More than 54% of such investors told Mortgage for Business (MfB) they would incorporate in future -- even though two-thirds aren’t ‘Ltd’ currently. At least 15% will keep buying personally.

Some of this latter group know that they might be hit with higher tax bills, as being a company is the “only way” to keep fully deducting mortgage costs against rental income from April, IFA Contractor Money has pointed out.

An additional 15% of the MfB respondents face higher tax bills too, because although they plan to use one of three ‘Ltd’ workarounds to the relief clawback, they will still buy property as individuals as well.

Nevertheless, the bulk of landlords are now “approaching their investments intelligently” to “maximise their returns”, said MfB’s David Whittaker, referring to the 54% who will incorporate to bypass the April rule change.

He added that the proportion of purchase applications -- as measured by the broker -- made through limited company structures climbed to a record 69% in the last three months of 2016.

This represents a substantial jump on the 21% of applications made through ‘Ltds’ before the changes to mortgage tax relief rules were made by George Osborne in the Summer Budget in July 2016.

Yet despite the significant uptick in the number of purchase applications made via limited companies, the amount of products and lenders catering for them has remained flat.

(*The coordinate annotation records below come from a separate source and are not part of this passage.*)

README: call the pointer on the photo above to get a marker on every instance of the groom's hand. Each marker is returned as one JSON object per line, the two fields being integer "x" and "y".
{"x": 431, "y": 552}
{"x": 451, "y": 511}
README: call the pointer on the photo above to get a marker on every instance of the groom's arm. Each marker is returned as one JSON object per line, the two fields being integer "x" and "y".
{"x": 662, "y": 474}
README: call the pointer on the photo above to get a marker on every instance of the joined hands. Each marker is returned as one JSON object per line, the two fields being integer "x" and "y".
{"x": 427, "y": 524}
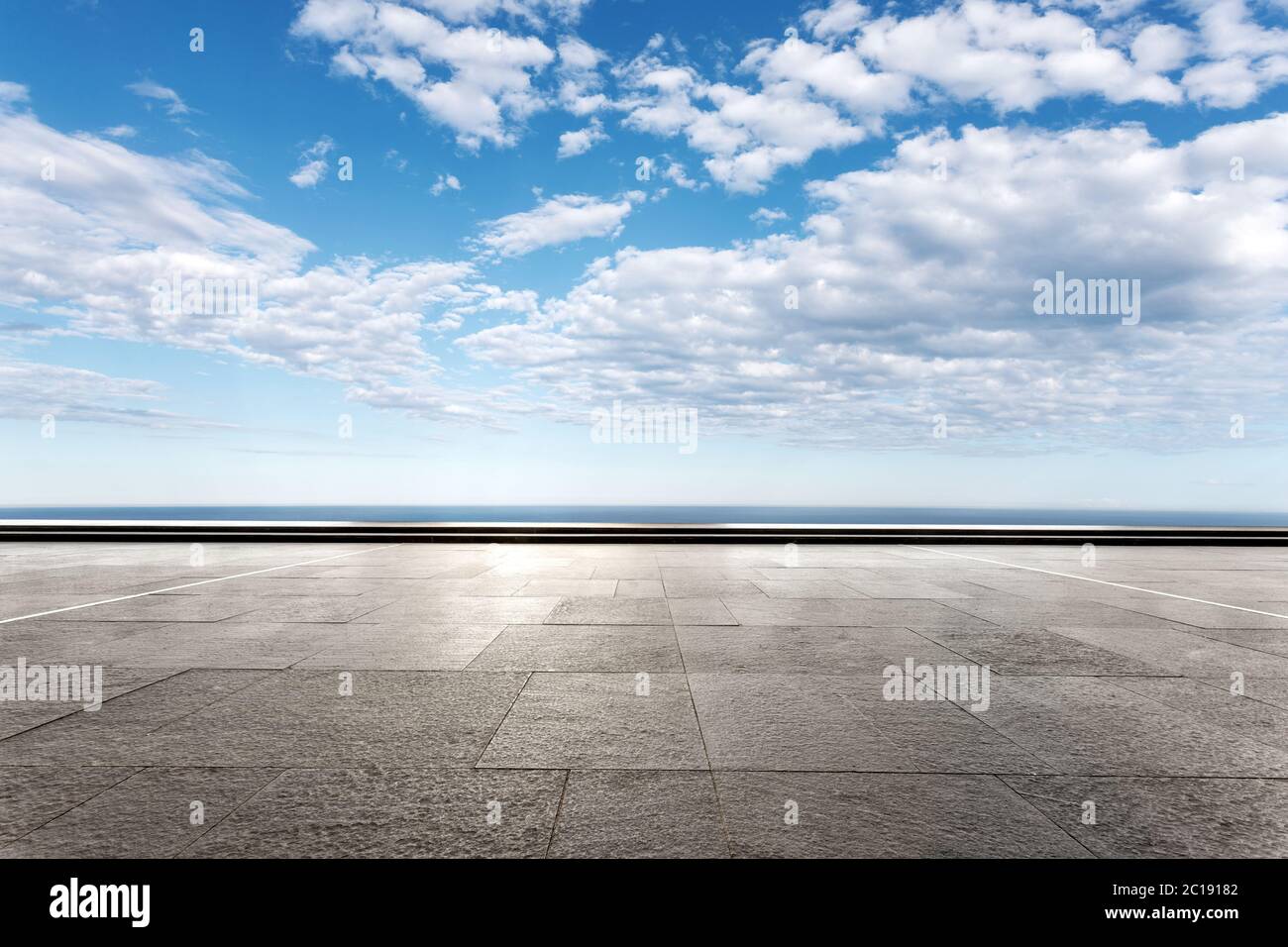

Between Q3 and Q4 2016, the number of lenders offering products to limited companies stayed at 14, even though the number of products available over the period to such companies rose slightly to 198.

But almost seven in ten of the respondents said lenders were still failing to do enough to support them, which the lion’s share said could be shown if lenders relaxed their borrowing criteria.

Since January 1st 2017 however, buy-to-let lenders have been obliged to tighten their affordability calculations in recognition of the increased tax burden being imposed on landlords borrowing personally.

This tightening will affect 60% of the buy-to-let landlords; precisely the same proportion who stand to be affected by the relief clawback, which will be phased in from the same month that second property purchasers will be hit by higher stamp duty.